Mortality Rates Differ Between Types of Cirrhosis
Overall morbidity, mortality lower in cirrhosis due to nonalcoholic steatohepatitis compared with hepatitis C virus
THURSDAY, April 6 (HealthDay News) -- Patients with cirrhosis due to nonalcoholic steatohepatitis (NASH) have fewer complications and a lower risk of death compared with patients with cirrhosis due to hepatitis C virus (HCV), although cardiovascular mortality is higher in NASH cirrhosis patients, according to a study in the April issue of Hepatology.
Arun J. Sanyal, M.D., and colleagues from Virginia Commonwealth University Medical Center in Richmond, examined outcomes in 152 patients with cirrhosis due to NASH and 150 matched patients with cirrhosis due to HCV over 10 years.
The researchers found that sepsis was the most common cause of death in both groups, but mortality rates were significantly lower in patients with NASH, which was largely due to a lower mortality rate in patients with Child class A cirrhosis.
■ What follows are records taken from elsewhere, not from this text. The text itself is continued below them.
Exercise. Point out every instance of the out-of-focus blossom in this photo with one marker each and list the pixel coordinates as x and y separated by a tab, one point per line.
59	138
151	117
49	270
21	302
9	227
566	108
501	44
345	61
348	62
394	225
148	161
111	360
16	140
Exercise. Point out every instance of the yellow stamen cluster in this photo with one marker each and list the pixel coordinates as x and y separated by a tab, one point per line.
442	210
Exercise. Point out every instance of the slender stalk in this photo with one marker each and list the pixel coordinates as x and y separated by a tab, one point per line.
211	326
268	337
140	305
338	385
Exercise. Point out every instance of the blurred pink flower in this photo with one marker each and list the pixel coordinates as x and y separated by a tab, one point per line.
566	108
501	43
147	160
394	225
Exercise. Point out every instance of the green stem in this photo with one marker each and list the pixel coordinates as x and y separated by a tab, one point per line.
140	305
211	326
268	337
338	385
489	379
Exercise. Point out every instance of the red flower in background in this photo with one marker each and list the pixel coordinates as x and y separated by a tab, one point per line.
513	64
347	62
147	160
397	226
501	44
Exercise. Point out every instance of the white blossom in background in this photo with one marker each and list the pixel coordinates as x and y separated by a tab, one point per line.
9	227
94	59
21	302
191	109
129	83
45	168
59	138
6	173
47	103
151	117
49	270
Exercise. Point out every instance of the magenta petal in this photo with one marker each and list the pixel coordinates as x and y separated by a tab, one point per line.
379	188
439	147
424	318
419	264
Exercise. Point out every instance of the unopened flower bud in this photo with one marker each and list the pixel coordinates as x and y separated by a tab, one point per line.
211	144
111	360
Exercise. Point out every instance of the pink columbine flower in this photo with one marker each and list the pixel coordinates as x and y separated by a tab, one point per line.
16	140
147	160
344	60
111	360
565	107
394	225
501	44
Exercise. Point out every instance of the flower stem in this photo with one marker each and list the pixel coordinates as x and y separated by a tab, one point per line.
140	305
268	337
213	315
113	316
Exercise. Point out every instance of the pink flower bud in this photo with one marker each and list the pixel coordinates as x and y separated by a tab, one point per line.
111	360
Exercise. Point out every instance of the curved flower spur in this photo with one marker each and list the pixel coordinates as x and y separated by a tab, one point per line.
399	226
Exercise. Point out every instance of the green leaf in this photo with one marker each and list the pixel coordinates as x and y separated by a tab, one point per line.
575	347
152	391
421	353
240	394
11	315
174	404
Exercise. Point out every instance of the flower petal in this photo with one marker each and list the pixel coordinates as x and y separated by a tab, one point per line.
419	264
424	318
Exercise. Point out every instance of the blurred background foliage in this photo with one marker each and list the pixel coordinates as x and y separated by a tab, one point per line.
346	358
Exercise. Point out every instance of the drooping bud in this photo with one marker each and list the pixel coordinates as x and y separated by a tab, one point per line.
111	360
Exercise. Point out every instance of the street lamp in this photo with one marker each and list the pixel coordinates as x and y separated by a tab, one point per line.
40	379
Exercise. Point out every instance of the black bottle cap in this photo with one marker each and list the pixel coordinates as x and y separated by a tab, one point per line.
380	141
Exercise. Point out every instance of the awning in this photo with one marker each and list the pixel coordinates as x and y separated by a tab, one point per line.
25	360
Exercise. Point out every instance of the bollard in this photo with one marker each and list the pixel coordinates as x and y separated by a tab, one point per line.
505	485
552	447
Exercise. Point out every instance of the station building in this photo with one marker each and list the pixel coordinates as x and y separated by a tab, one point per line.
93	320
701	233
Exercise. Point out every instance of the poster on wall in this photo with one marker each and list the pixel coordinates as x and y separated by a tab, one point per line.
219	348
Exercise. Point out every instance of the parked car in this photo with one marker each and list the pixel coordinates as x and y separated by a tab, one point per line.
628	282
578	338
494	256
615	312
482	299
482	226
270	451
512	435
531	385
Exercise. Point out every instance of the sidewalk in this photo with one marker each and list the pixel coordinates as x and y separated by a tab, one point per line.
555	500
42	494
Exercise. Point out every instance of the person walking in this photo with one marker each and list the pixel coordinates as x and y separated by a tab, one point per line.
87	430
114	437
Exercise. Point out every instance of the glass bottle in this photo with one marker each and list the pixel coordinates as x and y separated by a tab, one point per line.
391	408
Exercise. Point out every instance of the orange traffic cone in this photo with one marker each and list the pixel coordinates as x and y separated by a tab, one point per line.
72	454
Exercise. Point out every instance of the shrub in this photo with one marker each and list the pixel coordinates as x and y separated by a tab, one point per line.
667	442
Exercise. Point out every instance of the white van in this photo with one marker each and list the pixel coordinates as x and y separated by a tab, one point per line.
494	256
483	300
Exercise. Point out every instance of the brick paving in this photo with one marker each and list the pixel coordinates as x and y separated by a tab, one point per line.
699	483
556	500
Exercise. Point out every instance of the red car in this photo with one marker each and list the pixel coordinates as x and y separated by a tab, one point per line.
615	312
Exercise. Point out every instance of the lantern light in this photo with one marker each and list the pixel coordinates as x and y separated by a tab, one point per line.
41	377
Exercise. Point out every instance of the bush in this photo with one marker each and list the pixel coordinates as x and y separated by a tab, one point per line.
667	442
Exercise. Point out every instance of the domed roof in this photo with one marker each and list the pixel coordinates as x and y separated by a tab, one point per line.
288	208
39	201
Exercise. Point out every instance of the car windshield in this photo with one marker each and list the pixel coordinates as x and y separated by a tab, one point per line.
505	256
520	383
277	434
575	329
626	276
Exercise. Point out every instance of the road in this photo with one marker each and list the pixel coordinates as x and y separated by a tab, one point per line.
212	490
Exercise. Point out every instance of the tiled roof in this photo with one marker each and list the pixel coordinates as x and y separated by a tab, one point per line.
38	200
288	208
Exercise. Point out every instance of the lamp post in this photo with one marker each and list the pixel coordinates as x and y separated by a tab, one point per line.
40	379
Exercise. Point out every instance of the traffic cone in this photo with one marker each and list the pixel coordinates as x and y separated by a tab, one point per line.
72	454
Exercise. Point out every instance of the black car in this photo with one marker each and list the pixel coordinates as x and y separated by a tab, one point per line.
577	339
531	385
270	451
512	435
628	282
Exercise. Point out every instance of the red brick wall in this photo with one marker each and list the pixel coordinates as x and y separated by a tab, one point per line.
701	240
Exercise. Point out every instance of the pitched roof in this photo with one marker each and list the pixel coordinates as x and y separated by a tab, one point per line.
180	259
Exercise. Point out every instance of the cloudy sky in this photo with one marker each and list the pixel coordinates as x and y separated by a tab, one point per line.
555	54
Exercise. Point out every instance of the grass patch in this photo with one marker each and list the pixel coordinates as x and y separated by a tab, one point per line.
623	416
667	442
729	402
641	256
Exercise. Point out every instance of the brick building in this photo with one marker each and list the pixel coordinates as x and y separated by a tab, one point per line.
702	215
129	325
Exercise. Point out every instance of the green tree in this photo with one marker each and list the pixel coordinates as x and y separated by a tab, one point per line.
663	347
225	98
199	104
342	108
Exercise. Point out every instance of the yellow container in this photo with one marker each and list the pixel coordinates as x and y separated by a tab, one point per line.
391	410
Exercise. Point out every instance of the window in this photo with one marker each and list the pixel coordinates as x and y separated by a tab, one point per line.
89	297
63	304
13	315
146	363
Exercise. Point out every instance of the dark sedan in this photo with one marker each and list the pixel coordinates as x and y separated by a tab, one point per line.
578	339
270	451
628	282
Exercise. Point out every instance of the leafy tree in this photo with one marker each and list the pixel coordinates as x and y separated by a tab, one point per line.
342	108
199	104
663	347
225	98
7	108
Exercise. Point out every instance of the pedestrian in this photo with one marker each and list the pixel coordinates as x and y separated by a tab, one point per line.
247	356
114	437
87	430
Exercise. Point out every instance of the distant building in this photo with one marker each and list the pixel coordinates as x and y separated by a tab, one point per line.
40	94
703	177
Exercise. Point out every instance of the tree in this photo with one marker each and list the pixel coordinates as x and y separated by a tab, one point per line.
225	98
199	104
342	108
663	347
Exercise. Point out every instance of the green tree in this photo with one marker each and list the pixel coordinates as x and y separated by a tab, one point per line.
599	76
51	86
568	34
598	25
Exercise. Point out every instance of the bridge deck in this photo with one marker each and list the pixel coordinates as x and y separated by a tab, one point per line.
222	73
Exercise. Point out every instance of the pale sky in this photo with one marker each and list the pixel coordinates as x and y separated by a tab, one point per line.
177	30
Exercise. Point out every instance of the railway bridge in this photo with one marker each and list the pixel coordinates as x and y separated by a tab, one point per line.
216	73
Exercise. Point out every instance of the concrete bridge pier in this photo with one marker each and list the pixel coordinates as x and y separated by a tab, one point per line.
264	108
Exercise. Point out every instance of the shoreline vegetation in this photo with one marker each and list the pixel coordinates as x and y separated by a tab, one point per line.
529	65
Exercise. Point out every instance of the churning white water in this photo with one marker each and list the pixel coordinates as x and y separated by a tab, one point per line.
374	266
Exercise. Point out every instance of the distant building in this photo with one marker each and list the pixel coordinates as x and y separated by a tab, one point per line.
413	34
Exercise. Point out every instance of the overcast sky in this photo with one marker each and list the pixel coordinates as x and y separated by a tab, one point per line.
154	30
Significantly fewer patients with cirrhosis due to NASH developed ascites or hepatocellular carcinoma, but cardiac mortality was significantly higher, according to the study. The risk of decompensation was significantly lower in patients with Child class A cirrhosis due to NASH.
"In conclusion, compensated cirrhosis due to NASH is associated with a lower mortality rate compared with that due to HCV," Sanyal and colleagues write. "It is also associated with a lower rate of development of ascites, hyperbilirubinemia and hepatocellular carcinoma. However, cardiovascular mortality is greater in patients with NASH."